Theresa Meikle (August 4, 1893 – August 7, 1967) was an American judge based out of San Francisco County Superior Court. In 1955, she was elected to the post of presiding judge of that court and became the first woman elected to such a position in any major American city.

==Early life==
Meikle was born on August 4, 1893, in Globe, Arizona, the daughter of James Fraser Meikle (1862–1938) and Mary Green. She had one sister, Felicia Carson (1904–1994).

She attended University of California, Hastings College of the Law where she was a member of Kappa Beta Phi, a legal honor sorority.

==Career==
In 1923, Meikle was appointed Assistant District Attorney of San Francisco and Attorney for the State Board of Pharmacy by Governor C. C. Young in November 1927 where she served with the state narcotics division.
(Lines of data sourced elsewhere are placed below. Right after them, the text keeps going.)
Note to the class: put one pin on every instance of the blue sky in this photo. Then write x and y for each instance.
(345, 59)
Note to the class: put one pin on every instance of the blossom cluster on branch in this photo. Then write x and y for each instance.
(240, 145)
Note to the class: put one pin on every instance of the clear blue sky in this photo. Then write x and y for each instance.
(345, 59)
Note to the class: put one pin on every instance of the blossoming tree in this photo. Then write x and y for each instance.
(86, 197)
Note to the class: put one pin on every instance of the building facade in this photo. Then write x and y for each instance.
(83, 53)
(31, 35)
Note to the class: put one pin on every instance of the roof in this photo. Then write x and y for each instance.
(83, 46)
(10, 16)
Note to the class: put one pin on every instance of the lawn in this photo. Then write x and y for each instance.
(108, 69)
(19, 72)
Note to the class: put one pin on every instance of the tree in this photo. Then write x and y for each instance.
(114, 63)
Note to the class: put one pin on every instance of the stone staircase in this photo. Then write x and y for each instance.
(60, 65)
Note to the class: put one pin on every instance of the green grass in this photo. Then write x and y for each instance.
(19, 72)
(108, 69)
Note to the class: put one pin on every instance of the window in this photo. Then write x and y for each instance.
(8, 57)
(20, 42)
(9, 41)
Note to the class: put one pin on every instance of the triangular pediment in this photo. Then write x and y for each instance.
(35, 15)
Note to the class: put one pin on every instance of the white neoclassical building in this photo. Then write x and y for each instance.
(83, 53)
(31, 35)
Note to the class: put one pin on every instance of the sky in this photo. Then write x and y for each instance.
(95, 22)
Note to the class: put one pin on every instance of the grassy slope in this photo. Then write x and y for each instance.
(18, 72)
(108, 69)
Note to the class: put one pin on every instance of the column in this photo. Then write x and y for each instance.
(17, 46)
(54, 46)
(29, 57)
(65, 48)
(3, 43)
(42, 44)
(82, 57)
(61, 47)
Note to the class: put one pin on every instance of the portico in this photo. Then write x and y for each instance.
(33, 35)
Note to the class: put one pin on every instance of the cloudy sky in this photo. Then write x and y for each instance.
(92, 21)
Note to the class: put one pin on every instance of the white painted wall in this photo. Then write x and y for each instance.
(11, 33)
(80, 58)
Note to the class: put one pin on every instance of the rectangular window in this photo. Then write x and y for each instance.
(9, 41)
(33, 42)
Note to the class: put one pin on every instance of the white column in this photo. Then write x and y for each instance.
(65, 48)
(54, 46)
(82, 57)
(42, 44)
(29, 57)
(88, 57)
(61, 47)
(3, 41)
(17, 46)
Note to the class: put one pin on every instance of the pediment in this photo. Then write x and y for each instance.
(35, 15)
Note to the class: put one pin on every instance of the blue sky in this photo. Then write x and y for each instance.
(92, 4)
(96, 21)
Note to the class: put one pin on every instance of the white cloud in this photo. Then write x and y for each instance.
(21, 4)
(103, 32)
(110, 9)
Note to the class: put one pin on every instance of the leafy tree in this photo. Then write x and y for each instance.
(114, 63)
She was a member the To Kolan Women's Club.

In 1931, Meikle was appointed by the California governor to preside over the San Francisco Women's Court as judge, the first time a San Francisco criminal court had a female judge. Notably, Meikle succeeded Mary Wetmore, who died only one week into her judicial service for the San Francisco Municipal Court. The San Francisco Women's Court was established in 1916 to provide social justice for women. Women worked in the court as lawyers, assistant district attorneys and, with Meikle, judges. In 1942 Judge Clarence Morris removed Meikle and appointed himself to take her place. The Women's Court was abolished in 1956 for economic reasons.
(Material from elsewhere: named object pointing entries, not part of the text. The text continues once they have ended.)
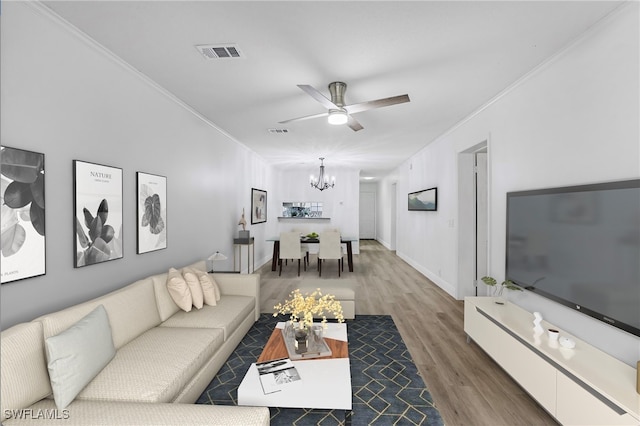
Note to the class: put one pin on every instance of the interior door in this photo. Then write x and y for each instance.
(482, 216)
(367, 215)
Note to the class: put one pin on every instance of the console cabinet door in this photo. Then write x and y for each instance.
(533, 373)
(577, 406)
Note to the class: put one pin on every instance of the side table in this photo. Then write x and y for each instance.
(251, 251)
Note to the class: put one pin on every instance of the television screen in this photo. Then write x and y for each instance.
(426, 200)
(579, 246)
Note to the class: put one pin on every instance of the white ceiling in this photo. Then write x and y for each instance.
(450, 57)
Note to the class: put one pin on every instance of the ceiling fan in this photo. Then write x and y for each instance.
(337, 111)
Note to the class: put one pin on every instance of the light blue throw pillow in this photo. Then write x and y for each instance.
(78, 354)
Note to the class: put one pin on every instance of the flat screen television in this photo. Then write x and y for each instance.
(579, 246)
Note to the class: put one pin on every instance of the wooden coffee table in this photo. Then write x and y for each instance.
(325, 384)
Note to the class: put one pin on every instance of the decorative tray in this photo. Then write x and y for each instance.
(315, 351)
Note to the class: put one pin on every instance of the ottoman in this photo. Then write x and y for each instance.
(342, 289)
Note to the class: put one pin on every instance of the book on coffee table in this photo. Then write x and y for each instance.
(276, 373)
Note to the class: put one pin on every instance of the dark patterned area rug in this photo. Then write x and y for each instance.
(387, 389)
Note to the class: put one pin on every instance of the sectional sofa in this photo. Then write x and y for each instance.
(163, 358)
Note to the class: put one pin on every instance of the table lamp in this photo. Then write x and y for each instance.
(216, 257)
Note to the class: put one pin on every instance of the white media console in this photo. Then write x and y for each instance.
(579, 386)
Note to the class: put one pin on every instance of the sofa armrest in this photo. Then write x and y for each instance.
(240, 285)
(82, 413)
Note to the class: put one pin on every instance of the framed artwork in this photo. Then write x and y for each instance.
(152, 212)
(258, 206)
(23, 219)
(97, 207)
(425, 200)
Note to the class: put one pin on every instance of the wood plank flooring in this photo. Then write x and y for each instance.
(467, 386)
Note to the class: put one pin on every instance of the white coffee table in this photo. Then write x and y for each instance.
(325, 384)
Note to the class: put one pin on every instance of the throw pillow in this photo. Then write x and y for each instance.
(78, 354)
(179, 290)
(210, 288)
(194, 287)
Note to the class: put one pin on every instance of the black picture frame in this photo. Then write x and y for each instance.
(151, 208)
(258, 206)
(97, 211)
(425, 200)
(23, 214)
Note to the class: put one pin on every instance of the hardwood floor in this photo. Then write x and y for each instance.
(467, 386)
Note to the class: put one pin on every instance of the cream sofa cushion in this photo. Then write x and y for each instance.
(24, 367)
(228, 314)
(156, 366)
(195, 288)
(132, 311)
(179, 290)
(78, 354)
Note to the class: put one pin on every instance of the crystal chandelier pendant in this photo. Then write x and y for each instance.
(322, 182)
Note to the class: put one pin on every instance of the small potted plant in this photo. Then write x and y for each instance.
(498, 290)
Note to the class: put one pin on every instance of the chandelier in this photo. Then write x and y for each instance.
(322, 182)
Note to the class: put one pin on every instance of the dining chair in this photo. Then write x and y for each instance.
(305, 247)
(290, 249)
(330, 247)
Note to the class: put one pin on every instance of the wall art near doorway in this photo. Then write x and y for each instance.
(23, 218)
(258, 206)
(97, 206)
(152, 212)
(425, 200)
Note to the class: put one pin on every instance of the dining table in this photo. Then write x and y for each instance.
(306, 240)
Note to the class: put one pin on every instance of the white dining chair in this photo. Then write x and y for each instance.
(330, 247)
(290, 249)
(305, 247)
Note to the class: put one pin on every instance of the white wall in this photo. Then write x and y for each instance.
(63, 96)
(574, 120)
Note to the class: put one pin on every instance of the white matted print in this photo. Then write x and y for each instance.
(23, 220)
(152, 212)
(97, 206)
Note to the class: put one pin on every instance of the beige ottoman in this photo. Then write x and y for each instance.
(343, 289)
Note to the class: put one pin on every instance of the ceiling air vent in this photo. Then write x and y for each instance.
(220, 51)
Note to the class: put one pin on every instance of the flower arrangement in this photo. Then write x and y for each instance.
(302, 308)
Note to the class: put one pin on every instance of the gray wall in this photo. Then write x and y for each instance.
(65, 97)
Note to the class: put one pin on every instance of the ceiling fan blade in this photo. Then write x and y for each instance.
(353, 124)
(306, 117)
(311, 91)
(378, 103)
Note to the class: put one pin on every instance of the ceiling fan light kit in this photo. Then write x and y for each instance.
(322, 182)
(337, 111)
(337, 117)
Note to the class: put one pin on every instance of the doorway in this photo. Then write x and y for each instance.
(367, 215)
(473, 219)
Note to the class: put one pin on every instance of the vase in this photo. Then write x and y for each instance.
(301, 336)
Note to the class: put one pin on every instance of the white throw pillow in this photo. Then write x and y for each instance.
(179, 290)
(210, 288)
(193, 281)
(78, 354)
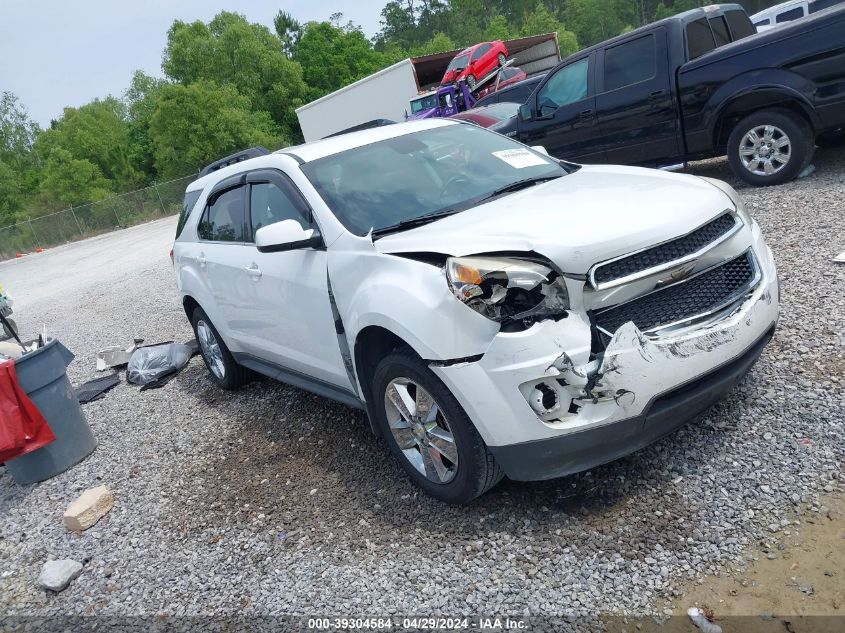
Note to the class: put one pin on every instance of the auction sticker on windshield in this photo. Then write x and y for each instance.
(520, 158)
In 1942, she was elected to the San Francisco County Superior Court, beating incumbent Everett McKeage by a margin of 1.5 to 1 and becoming the first woman to serve on the court. In April 1955, she was elected presiding judge of the Court, the first female judge to hold such a position in any major city in the United States. Meikle retired in 1960 after 17 years on the Superior Court's bench.

==Personal life==
Meikle previously lived in Ashland, Oregon before moving to California in 1911. She died on August 7, 1967, and is buried at the Holy Cross Cemetery in Colma, California.